Celestica to stop making smartphones for RIM

RIM recently announced it was streamlining its supply chain as part of an overall effort to cut costs

Contract manufacturer Celestica said it would phase out manufacturing services for Research In Motion, as the struggling maker of the BlackBerry smartphone attempts to cut costs amid slowing demand.

The Canadian manufacturer said in a statement on Monday it will wind down its manufacturing services for RIM over the next three to six months. Further details will be provided in the company's second-quarter results press release and conference call, scheduled for July 27, it added.

"We do not normally comment on specific supplier relationships," RIM said in an emailed statement. "As we outlined in our Q4 earnings call, we are making changes to our supply chain as part of wider efforts to improve the efficiency and cost effectiveness of RIM's operations to help meet our strategic objectives and to deliver long-term value to our stakeholders."

RIM, which has other manufacturers, was Celestica's largest customer, and in the first quarter of this year accounted for 19 percent of the manufacturer's revenue. The share of RIM business in total revenue was however down from 21 percent in the first quarter of last year. The company manufactured some smartphones models for RIM from facilities in Mexico, Romania and since March from Malaysia, besides providing certain after-market services to RIM primarily from Mexico.

Celestica said in April that as RIM had recently announced its intention to conduct an evaluation of its global supplier base with intentions to reduce the number of production locations, there was significant uncertainty ahead, including the possibility of not having business from RIM.
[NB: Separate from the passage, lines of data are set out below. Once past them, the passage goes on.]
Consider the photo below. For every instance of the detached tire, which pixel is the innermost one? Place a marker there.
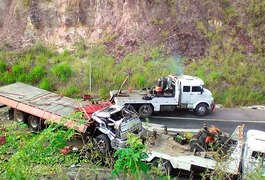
(145, 111)
(20, 116)
(201, 110)
(103, 143)
(35, 123)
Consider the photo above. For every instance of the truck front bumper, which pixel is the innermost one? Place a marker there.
(122, 143)
(213, 107)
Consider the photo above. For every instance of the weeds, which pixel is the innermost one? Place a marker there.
(46, 84)
(62, 71)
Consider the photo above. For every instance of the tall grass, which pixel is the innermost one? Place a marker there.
(230, 75)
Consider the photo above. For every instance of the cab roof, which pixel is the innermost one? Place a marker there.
(256, 140)
(187, 80)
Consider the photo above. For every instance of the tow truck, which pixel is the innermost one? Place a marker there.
(170, 93)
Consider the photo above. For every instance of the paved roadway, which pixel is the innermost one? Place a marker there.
(226, 119)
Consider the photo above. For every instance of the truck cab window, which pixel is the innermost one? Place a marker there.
(196, 89)
(257, 155)
(186, 88)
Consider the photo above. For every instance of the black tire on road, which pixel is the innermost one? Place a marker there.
(145, 111)
(103, 143)
(163, 165)
(201, 110)
(20, 116)
(130, 107)
(35, 123)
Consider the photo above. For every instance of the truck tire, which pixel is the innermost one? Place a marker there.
(35, 123)
(130, 107)
(201, 110)
(145, 111)
(163, 165)
(20, 116)
(103, 143)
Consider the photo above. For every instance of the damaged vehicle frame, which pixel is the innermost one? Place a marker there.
(112, 124)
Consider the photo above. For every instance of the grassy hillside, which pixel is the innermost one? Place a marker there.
(222, 42)
(233, 80)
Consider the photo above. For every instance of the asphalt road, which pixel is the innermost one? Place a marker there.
(226, 119)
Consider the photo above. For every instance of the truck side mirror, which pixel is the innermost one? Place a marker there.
(201, 90)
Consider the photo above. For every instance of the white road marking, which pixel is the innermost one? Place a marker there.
(201, 119)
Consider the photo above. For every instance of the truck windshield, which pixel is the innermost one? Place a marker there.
(259, 156)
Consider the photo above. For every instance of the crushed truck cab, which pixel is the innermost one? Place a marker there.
(172, 92)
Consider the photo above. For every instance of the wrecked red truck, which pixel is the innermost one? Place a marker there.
(108, 124)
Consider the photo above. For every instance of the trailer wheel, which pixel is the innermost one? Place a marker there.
(35, 123)
(201, 109)
(145, 111)
(20, 116)
(103, 143)
(163, 165)
(130, 107)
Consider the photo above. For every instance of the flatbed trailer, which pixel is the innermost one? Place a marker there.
(47, 105)
(176, 156)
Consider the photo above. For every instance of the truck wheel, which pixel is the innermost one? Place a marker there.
(164, 166)
(35, 123)
(201, 109)
(103, 143)
(20, 116)
(130, 107)
(145, 111)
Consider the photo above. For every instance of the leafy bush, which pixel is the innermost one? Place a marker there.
(36, 74)
(46, 84)
(62, 71)
(29, 151)
(2, 66)
(71, 91)
(130, 159)
(17, 70)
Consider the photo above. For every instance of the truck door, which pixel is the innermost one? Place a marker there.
(196, 94)
(185, 94)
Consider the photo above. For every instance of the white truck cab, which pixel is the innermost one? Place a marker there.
(182, 92)
(254, 153)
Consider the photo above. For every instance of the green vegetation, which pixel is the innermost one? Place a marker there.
(129, 160)
(233, 80)
(30, 156)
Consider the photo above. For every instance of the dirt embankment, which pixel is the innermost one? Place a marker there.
(123, 25)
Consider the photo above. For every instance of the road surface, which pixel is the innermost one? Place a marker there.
(226, 119)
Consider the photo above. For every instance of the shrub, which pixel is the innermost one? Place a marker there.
(71, 91)
(62, 71)
(46, 84)
(17, 70)
(103, 93)
(36, 74)
(2, 66)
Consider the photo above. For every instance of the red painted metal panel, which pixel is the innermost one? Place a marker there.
(8, 102)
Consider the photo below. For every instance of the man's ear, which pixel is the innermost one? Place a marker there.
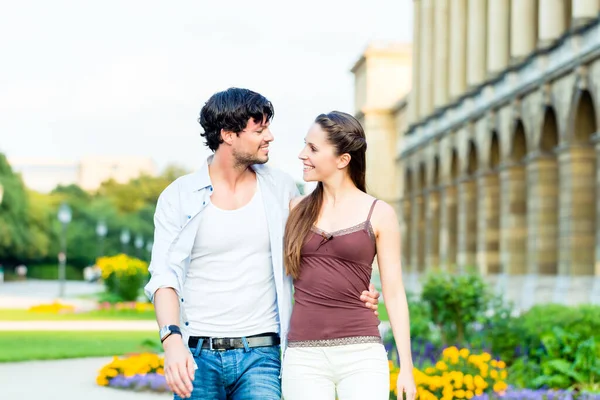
(344, 161)
(227, 136)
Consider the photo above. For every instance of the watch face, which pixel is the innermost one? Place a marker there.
(164, 331)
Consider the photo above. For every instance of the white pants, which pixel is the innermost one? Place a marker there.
(355, 371)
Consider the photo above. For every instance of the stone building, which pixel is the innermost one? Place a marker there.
(497, 145)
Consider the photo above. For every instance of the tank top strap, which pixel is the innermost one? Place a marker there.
(371, 210)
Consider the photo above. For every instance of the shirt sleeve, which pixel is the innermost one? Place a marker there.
(166, 228)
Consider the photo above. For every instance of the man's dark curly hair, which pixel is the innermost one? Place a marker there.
(230, 110)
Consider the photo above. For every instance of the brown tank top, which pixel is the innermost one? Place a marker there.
(334, 269)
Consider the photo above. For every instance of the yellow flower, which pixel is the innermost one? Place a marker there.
(102, 381)
(500, 386)
(441, 366)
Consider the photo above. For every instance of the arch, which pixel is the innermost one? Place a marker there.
(454, 165)
(422, 177)
(408, 186)
(584, 114)
(494, 151)
(550, 134)
(472, 159)
(519, 143)
(436, 171)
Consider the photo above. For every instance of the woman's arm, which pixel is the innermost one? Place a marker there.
(387, 232)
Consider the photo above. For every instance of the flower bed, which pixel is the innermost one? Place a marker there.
(457, 375)
(137, 372)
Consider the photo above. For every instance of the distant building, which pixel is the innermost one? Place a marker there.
(43, 175)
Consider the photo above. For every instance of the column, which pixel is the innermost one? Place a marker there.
(585, 10)
(498, 38)
(488, 230)
(448, 230)
(542, 214)
(553, 20)
(415, 225)
(413, 103)
(432, 235)
(426, 59)
(513, 219)
(523, 28)
(406, 232)
(467, 223)
(577, 210)
(596, 139)
(476, 42)
(458, 48)
(440, 79)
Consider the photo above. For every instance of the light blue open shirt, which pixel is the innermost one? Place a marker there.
(176, 227)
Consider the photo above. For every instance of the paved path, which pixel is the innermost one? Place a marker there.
(25, 294)
(62, 380)
(78, 326)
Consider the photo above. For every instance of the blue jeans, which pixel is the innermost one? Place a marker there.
(238, 374)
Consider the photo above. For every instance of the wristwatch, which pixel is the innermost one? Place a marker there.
(168, 330)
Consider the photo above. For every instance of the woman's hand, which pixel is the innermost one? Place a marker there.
(406, 384)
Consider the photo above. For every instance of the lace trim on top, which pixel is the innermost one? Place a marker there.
(335, 342)
(346, 231)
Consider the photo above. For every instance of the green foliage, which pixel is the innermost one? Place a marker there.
(569, 361)
(30, 232)
(455, 301)
(50, 271)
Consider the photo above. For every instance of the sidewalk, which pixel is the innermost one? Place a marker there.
(62, 380)
(78, 326)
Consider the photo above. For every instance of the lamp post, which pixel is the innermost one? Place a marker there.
(101, 231)
(139, 243)
(149, 246)
(125, 238)
(64, 217)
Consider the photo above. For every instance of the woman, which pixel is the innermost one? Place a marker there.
(331, 239)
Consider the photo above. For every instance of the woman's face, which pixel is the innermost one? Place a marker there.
(318, 156)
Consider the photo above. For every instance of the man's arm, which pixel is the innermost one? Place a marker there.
(164, 291)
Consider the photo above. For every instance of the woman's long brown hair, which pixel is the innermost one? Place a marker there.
(346, 134)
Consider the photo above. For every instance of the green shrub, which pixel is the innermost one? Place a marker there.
(455, 301)
(50, 272)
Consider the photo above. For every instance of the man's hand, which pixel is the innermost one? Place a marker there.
(179, 366)
(371, 298)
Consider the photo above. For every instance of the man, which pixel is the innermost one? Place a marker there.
(222, 299)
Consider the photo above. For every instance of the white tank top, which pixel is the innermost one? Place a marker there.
(229, 290)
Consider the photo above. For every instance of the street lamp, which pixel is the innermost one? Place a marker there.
(125, 238)
(149, 246)
(139, 243)
(101, 231)
(64, 217)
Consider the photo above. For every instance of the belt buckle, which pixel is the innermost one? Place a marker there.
(211, 346)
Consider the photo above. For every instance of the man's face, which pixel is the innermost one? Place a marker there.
(251, 146)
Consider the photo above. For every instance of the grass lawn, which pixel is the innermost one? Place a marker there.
(51, 345)
(25, 315)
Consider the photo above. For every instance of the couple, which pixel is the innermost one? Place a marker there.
(233, 239)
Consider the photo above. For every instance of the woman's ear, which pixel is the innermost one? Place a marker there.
(344, 160)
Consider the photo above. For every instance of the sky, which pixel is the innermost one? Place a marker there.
(81, 78)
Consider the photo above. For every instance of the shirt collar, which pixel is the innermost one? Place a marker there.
(201, 178)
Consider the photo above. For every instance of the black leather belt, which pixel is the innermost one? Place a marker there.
(223, 344)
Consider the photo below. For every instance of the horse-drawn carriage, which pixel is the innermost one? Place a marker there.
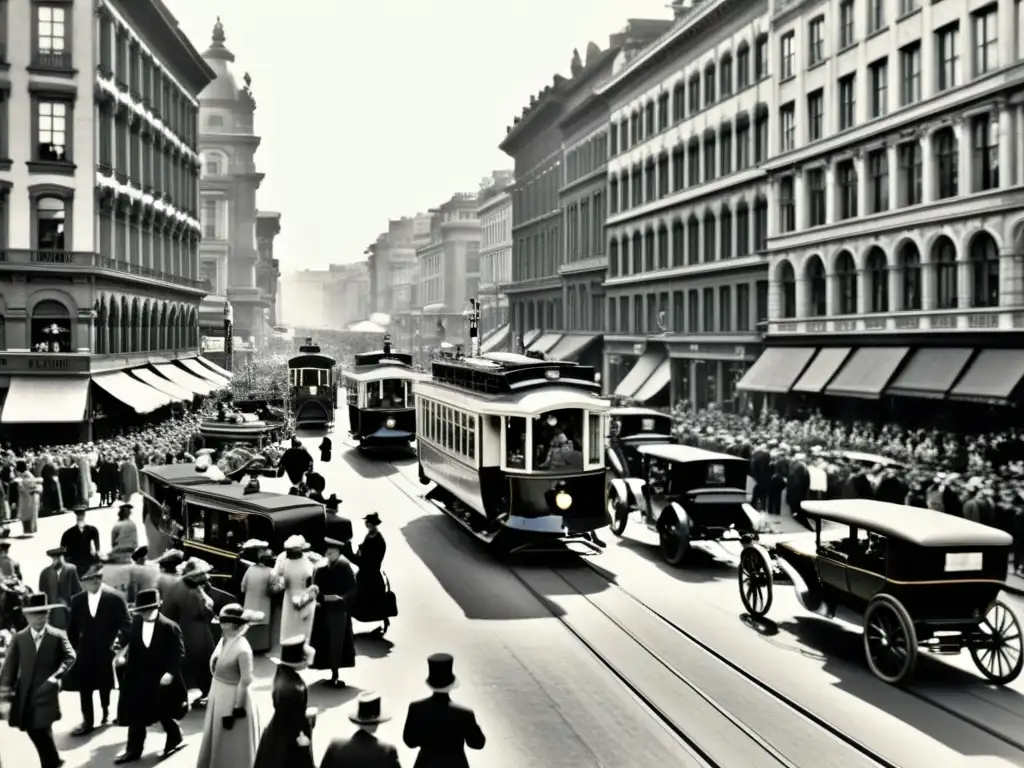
(915, 580)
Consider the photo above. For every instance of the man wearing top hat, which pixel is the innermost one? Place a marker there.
(99, 623)
(363, 750)
(437, 726)
(59, 583)
(30, 680)
(152, 689)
RIM has seen its market share decline in the smartphone market because of competition from Apple's iPhone, and phones running the Android operating system. Research firm IDC reported in May that 9.7 million phones running the BlackBerry operating system shipped in the first quarter for a market share of 6.4 percent, which was far lower than shipments of 13.8 million units for a market share of 13.6 percent in the first quarter of last year.

The company, which has also witnessed a management shakeup, said revenue for its fourth fiscal quarter ended March 3, 2012 at US$4.2 billion was down 25 percent from $5.6 billion in the same quarter of fiscal 2011. The company's net loss in the quarter was $125 million.

RIM said in May that its financial performance will continue to be challenging for the next few quarters, and cautioned that competition could lead to an operating loss in its first quarter ended June 2.

Celestica said it estimates that its restructuring charges prior to any recoveries will not exceed $35 million, a figure it had mentioned in April when it discussed its relationship with RIM.